LC225. Implement Stack using Queues¶

Problem Description¶

LeetCode Problem 225: Implement a last-in-first-out (LIFO) stack using only two queues. The implemented stack should support all the functions of a normal stack (push, top, pop, and empty).

Implement the MyStack class:

void push(int x) Pushes element x to the top of the stack.
int pop() Removes the element on the top of the stack and returns it.
int top() Returns the element on the top of the stack.
boolean empty() Returns true if the stack is empty, false otherwise.

Clarification¶

Any time complexity requirement?
What to return for pop/top operations when stack is empty?
What about just using 1 queue?

Assumption¶

-

Solution¶

Approach - 1 queue¶

We can use 1 queue instead of 2 queues to achieve the stack functions.

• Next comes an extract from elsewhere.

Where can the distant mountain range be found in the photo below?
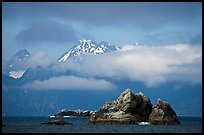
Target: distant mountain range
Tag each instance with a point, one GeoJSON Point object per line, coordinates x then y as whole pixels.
{"type": "Point", "coordinates": [19, 65]}
{"type": "Point", "coordinates": [87, 47]}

For pop operations, we need to pop the front elements out and append them back until the last element is at the front.

Python

from collections import deque

class MyStack:

    def __init__(self):
        self.queue = deque()

    def push(self, x: int) -> None:
        self.queue.append(x)

    def pop(self) -> int:
        self.move()
        return self.queue.popleft()

    def top(self) -> int:
        return self.queue[-1]

    def empty(self) -> bool:
        return not self.queue

    def move(self) -> bool:
        n = len(self.queue)

        for i in range(n - 1):
            self.queue.append(self.queue.popleft())

Complexity Analysis of Approach 1¶

Time complexity:
- push: \(O(1)\) since the queue append function is \(O(1)\).
- pop: \(O(n)\) since needs to move the elements using a for-loop.
- top: \(O(1)\) since the queue's view operations is \(O(1)\).
- empty: \(O(1)\)
Space complexity: \(O(n)\)
In the worst case, it will store all \(n\) elements.